"Quand on a établi un pont en fil de fer, on lui a donné pour base les piles du Ponte-Rotto, élevé au moyen âge sur les fondements du Pons Palatinus, qui fut achevé sous la censure de Scipion l'Africain. Scipion l'Africain et un pont en fil de fer, voilà de ces contrastes qu'on ne trouve qu'à Rome."—Ampère, Emp. ii. 209.
From this bridge is the best view of the Isola Tiberina and its bridges, and hence, also, the Temple of Vesta is seen to great advantage. Just below is the mouth of the Cloaca Maxima.
"Quand du Ponte-Rotto on considère le triple cintre de l'ouverture par laquelle la Cloaca Maxima se déchargeait dans le Tibre, on a devant les yeux un monument qui rappelle beaucoup de grandeur et beaucoup d'oppression. Ce monument extraordinaire est une page importante de l'histoire romaine. Il est à la fois la suprême expression de la puissance des rois étrusques et le signe avant-coureur de leur chute. L'on croit voir l'arc triomphal de la royauté par où devait entrer la république."—Ampère, Hist. Rom. ii. 233.

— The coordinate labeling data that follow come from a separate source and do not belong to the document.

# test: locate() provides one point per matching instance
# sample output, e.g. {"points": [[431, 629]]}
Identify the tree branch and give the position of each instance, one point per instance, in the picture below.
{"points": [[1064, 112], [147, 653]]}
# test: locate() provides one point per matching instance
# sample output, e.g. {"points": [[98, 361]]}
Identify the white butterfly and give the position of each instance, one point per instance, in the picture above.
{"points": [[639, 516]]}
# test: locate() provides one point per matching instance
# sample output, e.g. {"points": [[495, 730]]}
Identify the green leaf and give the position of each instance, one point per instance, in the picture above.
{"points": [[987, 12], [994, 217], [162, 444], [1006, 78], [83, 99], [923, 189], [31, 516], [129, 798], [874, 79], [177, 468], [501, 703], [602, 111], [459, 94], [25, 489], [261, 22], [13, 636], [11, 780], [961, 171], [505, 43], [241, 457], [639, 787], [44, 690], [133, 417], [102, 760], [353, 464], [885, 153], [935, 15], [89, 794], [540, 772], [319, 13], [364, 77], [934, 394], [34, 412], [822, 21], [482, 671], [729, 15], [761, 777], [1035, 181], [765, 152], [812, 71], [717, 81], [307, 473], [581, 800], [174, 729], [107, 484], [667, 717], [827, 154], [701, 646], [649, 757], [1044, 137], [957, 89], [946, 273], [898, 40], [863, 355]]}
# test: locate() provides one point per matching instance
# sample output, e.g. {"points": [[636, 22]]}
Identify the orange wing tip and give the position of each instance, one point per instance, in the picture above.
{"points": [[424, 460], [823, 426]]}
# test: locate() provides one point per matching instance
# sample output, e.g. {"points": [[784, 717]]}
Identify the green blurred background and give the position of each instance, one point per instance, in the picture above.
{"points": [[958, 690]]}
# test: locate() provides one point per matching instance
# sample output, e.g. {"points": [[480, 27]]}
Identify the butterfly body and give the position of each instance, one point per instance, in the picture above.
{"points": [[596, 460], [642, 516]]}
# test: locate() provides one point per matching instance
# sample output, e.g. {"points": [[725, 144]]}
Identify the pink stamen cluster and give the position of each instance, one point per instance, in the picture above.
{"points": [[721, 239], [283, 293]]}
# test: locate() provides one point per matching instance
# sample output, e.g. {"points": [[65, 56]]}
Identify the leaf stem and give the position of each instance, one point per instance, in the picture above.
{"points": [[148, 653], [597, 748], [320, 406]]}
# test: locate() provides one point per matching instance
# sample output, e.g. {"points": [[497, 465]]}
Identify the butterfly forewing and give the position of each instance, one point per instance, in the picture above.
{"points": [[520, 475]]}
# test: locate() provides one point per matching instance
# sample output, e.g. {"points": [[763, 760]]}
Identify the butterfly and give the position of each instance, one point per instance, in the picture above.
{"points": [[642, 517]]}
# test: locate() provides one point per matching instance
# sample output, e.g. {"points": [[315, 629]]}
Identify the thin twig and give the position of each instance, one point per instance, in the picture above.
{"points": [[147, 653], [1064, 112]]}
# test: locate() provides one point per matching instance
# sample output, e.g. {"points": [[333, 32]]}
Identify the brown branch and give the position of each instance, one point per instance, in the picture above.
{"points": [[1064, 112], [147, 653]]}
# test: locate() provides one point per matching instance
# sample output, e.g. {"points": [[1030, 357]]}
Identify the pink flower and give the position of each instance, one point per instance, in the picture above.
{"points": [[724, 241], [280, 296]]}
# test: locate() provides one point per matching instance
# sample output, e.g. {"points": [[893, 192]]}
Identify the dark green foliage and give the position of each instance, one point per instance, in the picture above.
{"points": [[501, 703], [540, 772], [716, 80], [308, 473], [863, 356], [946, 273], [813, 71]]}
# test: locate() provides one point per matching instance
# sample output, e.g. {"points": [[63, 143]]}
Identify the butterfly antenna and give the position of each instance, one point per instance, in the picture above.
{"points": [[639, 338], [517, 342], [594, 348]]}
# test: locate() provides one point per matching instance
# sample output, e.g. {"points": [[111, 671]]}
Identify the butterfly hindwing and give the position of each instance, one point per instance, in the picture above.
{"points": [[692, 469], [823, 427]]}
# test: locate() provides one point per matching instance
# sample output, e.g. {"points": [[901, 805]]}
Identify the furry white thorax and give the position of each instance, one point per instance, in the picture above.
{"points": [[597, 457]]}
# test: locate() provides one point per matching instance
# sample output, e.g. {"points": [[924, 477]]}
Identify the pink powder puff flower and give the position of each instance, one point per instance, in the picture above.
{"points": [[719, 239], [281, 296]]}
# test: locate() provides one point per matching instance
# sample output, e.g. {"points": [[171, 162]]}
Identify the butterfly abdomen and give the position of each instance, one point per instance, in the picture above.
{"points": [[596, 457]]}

In the bed of the river a little lower down may be seen, at low water, some massive fragments of masonry. Here stood the Pons Sublicius, the oldest bridge in Rome, built by Ancus Martius (B.C. 639), on which Horatius Cocles and his two companions "kept the bridge" against the Etruscan army of Lars Porsenna, till—
"Back darted Spurius Lartius;
Herminius darted back:
And, as they passed, beneath their feet
They felt the timbers crack.
But when they turned their faces,
And on the farther shore
Saw brave Horatius stand alone,
They would have crossed once more.
"But with a crash like thunder
Fell every loosened beam,
And, like a dam, the mighty wreck
Lay right athwart the stream:
And a long shout of triumph
Rose from the walls of Rome,
As to the highest turret-tops
Was splashed the yellow foam."
Macaulay's Lays.
The name "Sublicius" came from the wooden beams of its construction, which enabled the Romans to cut it away. The bridge was rebuilt by Tiberius and again by Antoninus Pius, each time of beams, but upon stone piers, of which the present remains are fragments, the rest having been destroyed by an inundation in the time of Adrian I.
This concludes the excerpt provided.